A watermelon is a fine fruit known primarily for its sweet pleasant taste and highly enticing flavor. However, these qualities can only be achieved when it is grown properly. By learning how to grow watermelons the right way, people can experience the pleasant goodness and benefits of this delicious fruit. Moreover, they can also turn this particular skill into a steady business with handsome returns. Follow these simple instructions on how easy it is to grow watermelons.

Materials Needed

Learning how to grow watermelons may be a little bit tricky at times, especially considering the different factors that may affect or influence the outcome of the process. When doing this particular project, people need several materials and items that may facilitate the growing process. These include floating row covers, fertilizers, and compost makers. In addition, shovels, seeds, and mulch are also part of this task, plus other important gardening tools such as garden trowels and garden hoses. From nurseries, simply purchase young and healthy watermelon plants.

Directions

The very first thing to do for this particular task is to select a location where the watermelons can get full access to direct sunlight. Another important thing to consider is that the place must be free from the cold winds brought about by the fall and spring seasons. Furthermore, this spot must allow good air to circulate. A typical soil for watermelons must be sandy and light. A fertile loam is highly recommended, specifically because of its capacity to retain moisture after draining very well.

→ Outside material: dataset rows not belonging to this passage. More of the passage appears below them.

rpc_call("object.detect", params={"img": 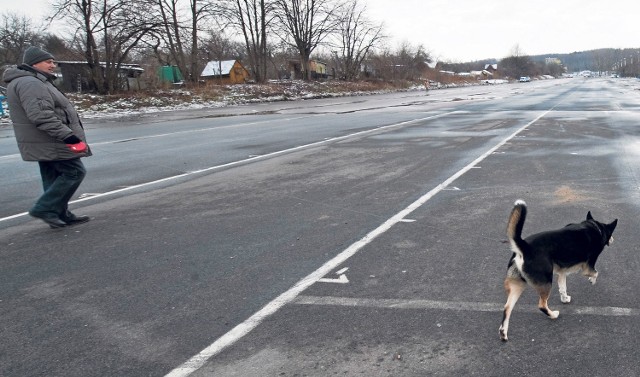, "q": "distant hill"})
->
[531,48,640,72]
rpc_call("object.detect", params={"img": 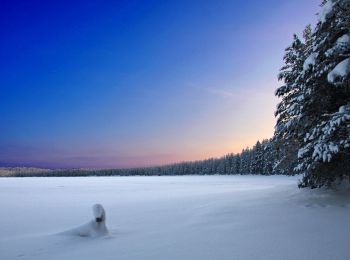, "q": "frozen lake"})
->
[0,176,350,260]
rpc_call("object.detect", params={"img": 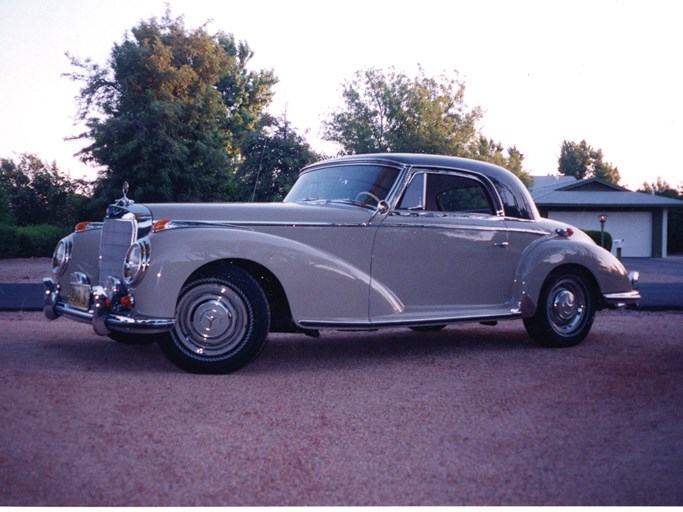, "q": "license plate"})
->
[69,283,90,310]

The best time for growing watermelons is around a couple or three weeks after frost, because it is when the temperatures of the soil and air reach 65 degrees Fahrenheit. It is not advisable to transfer watermelons from one particular spot to another, thus making direct sowing a more preferred option. Dig a nice hole that is big enough to place the appropriate soil conditions for watermelons to grow properly. Inside it, add generous volume of organic matter. An ideal hole must be at least one foot in depth and two feet in diameter. In addition to the organic matter earlier on, also put a trowel and compost.

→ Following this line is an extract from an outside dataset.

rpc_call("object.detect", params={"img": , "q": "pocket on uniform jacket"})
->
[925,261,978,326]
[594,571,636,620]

Allot considerable amount of space in between the watermelon plants. Experts recommend a distance of at least 3 to 12 feet apart from each other. Add mulch directly into the mix, which will serve several roles in the growing process like keeping the watermelons clean, deterring weeds, and holding in moisture. To keep warm air available for the plants, simply use floating-row-covers. The young plants only need at least an inch of water for every week.

When the plants grow flowers, the time has come to remove the covers. Insects, particularly bees, will start pollinating the plants. It is also during this period that the growers must use compost tea to fertilize the watermelon plants for at least once in three weeks time. When the plants have fully blossomed, wait for about 35 days before picking up the watermelons.